Wanyi Chen · Zihua Zhao · Jiangchao Yao · Ya Zhang · Jiajun Bu · Haishuai Wang


Abstract:

Recent advances in medical AI have shown a clear trend towards large models in healthcare. However, developing large models for multi-modal medical diagnosis remains challenging due to a lack of sufficient modal-complete medical data.

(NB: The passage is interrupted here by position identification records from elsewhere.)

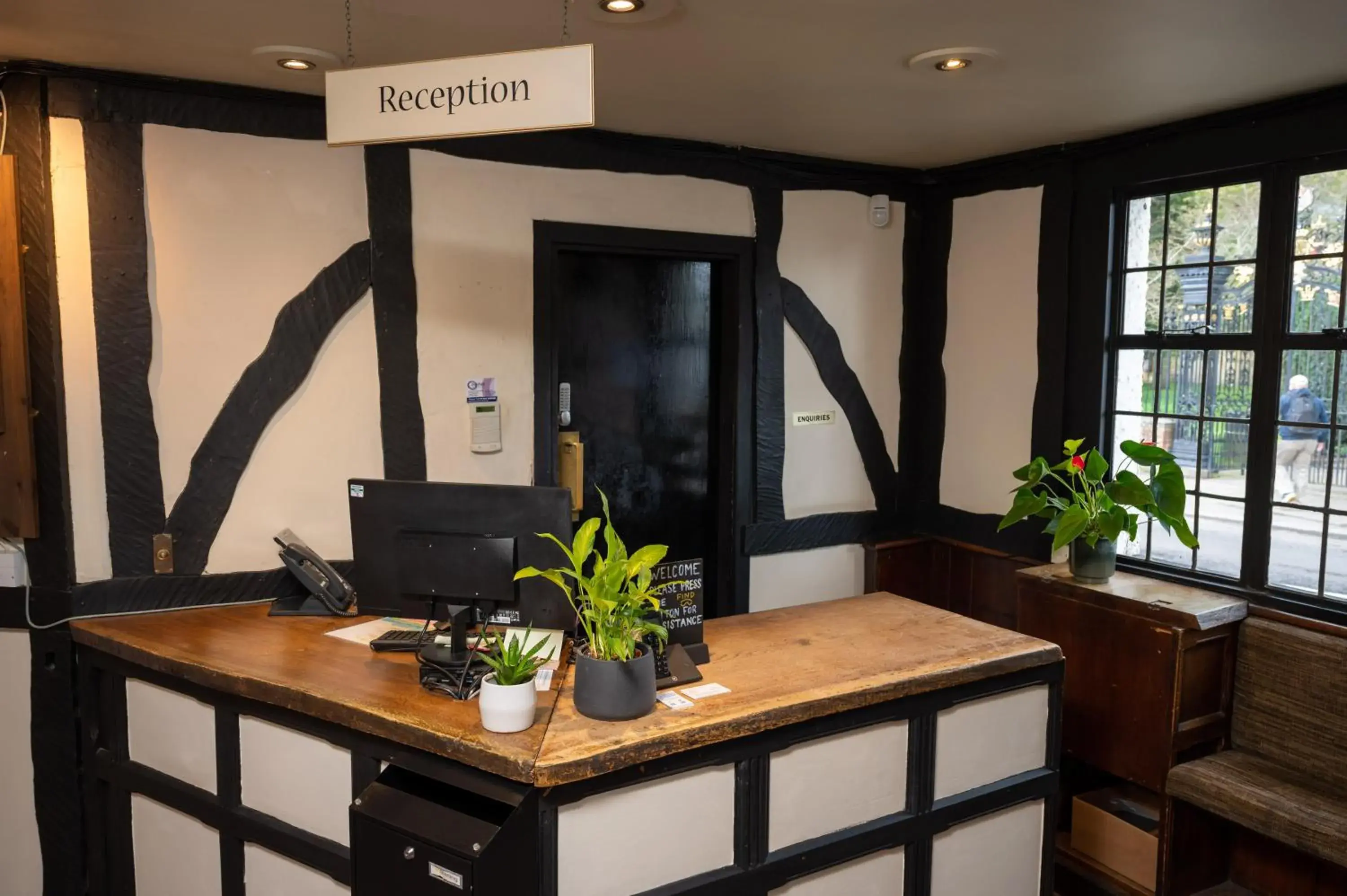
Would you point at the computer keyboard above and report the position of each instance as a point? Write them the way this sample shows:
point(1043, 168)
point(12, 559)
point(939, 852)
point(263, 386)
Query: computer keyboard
point(401, 641)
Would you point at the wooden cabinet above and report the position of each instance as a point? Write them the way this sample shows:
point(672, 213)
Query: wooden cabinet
point(1149, 670)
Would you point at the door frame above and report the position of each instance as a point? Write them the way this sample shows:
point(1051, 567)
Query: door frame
point(732, 303)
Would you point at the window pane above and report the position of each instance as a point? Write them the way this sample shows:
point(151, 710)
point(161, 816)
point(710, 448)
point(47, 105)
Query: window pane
point(1136, 382)
point(1230, 384)
point(1180, 382)
point(1225, 459)
point(1237, 221)
point(1300, 459)
point(1166, 548)
point(1296, 538)
point(1221, 533)
point(1141, 302)
point(1315, 294)
point(1232, 298)
point(1190, 228)
point(1306, 386)
point(1186, 298)
point(1335, 463)
point(1145, 232)
point(1321, 206)
point(1335, 571)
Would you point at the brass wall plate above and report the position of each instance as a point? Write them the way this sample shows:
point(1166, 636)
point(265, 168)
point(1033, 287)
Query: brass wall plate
point(163, 554)
point(570, 470)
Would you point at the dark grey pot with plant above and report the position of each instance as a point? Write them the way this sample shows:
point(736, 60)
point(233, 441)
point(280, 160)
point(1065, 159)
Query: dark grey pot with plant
point(1092, 515)
point(613, 602)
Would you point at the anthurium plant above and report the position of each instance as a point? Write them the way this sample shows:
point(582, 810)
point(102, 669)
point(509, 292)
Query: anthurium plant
point(511, 662)
point(615, 600)
point(1077, 502)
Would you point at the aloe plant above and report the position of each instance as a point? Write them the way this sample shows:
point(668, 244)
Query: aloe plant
point(615, 600)
point(511, 662)
point(1078, 503)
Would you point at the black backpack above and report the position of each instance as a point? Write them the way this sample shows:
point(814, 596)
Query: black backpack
point(1303, 408)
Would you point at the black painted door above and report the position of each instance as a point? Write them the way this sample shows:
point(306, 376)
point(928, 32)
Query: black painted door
point(635, 343)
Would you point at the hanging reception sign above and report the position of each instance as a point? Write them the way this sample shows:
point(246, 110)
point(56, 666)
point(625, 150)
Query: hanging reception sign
point(502, 93)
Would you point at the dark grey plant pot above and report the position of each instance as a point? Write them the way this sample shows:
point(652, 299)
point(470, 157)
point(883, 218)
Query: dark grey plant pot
point(613, 690)
point(1094, 565)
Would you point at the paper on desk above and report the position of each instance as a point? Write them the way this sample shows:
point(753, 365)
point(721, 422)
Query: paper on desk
point(365, 632)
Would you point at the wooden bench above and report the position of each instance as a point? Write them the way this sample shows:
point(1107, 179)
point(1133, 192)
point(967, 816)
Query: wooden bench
point(1284, 778)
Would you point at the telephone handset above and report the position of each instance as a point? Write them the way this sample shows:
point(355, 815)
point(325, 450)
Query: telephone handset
point(329, 593)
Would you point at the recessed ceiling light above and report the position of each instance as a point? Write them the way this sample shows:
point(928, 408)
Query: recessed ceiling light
point(938, 62)
point(295, 58)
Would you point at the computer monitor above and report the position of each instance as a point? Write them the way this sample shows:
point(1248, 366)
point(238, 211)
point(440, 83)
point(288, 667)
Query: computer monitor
point(421, 549)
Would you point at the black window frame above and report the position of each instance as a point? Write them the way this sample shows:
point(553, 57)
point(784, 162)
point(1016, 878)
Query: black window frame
point(1268, 341)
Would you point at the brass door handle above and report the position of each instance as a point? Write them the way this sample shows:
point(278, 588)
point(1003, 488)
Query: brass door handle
point(570, 453)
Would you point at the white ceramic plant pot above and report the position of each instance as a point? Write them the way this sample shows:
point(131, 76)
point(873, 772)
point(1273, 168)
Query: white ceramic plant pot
point(507, 708)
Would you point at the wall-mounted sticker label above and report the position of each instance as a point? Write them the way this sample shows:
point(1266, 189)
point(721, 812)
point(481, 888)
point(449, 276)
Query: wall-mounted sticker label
point(481, 390)
point(453, 879)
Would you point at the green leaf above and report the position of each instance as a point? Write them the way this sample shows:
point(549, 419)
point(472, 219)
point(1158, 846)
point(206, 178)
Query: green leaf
point(1070, 527)
point(1168, 490)
point(1026, 505)
point(1096, 467)
point(584, 544)
point(1113, 522)
point(646, 558)
point(1128, 488)
point(1145, 455)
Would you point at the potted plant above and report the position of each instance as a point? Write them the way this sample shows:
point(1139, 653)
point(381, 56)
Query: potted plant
point(1089, 514)
point(508, 694)
point(615, 673)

Most existing multi-modal diagnostic models are relatively small and struggle with limited feature extraction capabilities. To bridge this gap, we propose AdaCoMed, an adaptive collaborative-learning framework that synergistically integrates the off-the-shelf medical single-modal large models with multi-modal small models. Our framework first employs a mixture-of-modality-experts (MoME) architecture to combine features extracted from multiple single-modal medical large models, and then introduces a novel adaptive co-learning mechanism to collaborate with a multi-modal small model. This co-learning mechanism, guided by an adaptive weighting strategy, dynamically balances the complementary strengths between the MoME-fused large model features and the cross-modal reasoning capabilities of the small model. Extensive experiments on two representative multi-modal medical datasets (MIMIC-IV-MM and MMIST ccRCC) across six modalities and four diagnostic tasks demonstrate consistent improvements over state-of-the-art baselines, making it a promising solution for real-world medical diagnosis applications.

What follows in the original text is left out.